I'm inside a freshly painted catacomb, crawling on my hands and knees past jagged metal screws, wooden splinters, and hyperflammable fake rocks, when it hits me: This is probably why tactile art has never really taken off.
The Minimalists, the Realists, the Abstract Expressionists, they've all had their time and place and stars, but the Interactionists? "Not that I know of," says Caleb Rogers, who is half responsible for bringing a big, bold, and possibly dangerous collection of tactile art to West Oakland this week. Rogers and LoBot Gallery cocurator Adam Hatch rounded up more than a dozen Bay Area artists this week for Touch Me, Feel Me, something approximating sensory overload. Think Chuck E. Cheese's for the MDMA generation.
"We just wanted to get more people into art and one of the ways to do it is to make it more of an emotional investment," Hatch said. "Make people reach out and explore it."
Fun is one word. Risky and filthy might be others. More than 1,700 dirty, abandoned toy animals scavenged from various East Bay sites make up Hatch's seven-foot-tall piece in the exhibit, a meta-teddy bear named Pre-Loved.
Here are the beady-eyed teddies, the sad bunnies, and the frumpy monkeys -- formative objectives of love and ownership -- all mashed up and sewn together into a cartoon demigod. The urge to reconnect with the soft fur is immediately checked by the apprehension to touching these tattered, browned, polluted items.
"They're so easy to get," Hatch said. "Nobody wants them. Once they were cherished, then they were just thrown away and forgotten. Like your first girlfriend."
"It's so huggable," Rogers added, "plus you might get chicken pox."
A poignant comment on disposable consumer culture, indeed. But what to make of Eric Groff's Church and St. Peter's Bones? He modified the LoBot Gallery's six-foot-tall stage and under-stage area to construct a shantytown church with found materials. Descend the rope at the top of the steeple and you enter Groff's catacombs, modeled after the reliquary of St. Peter's bones in Rome.

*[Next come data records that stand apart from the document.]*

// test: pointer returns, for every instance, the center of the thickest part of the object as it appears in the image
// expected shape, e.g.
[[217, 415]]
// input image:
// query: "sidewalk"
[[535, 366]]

Known for his towering, interactive cityscape at the Richmond Arts Center's Curate This exhibit, Groff uses the third-world shantytown aesthetic to challenge the mores of classical, Pythagorean architecture. It also invokes the living conditions of much of the world's destitute population. Without building codes or formal construction training for the builder, and featuring dangerous building materials like the same insulation that burned up the Great White concert in Rhode Island at which 95 people died, Groff's shanty church is perilously authentic. "We were thinking about making people sign a release of liability to go in," he said.
Art that might maim you? Awesome.
Looking around the LoBot Gallery with its cardboard cathedral, Pre-Loved depressed in the corner, and touchable art on the walls, you have to ask: Is this art? Does it have a future? Or is it just another excuse for a rocking party with amazing props?
Show contributor Jamie Nelson says get off your High Art horse. "I really don't see it as precious. Maybe the piece isn't complete until five hundred people have touched it and destroyed it. It's breaking the barriers of high art. It's art for everybody, and I'm down with that."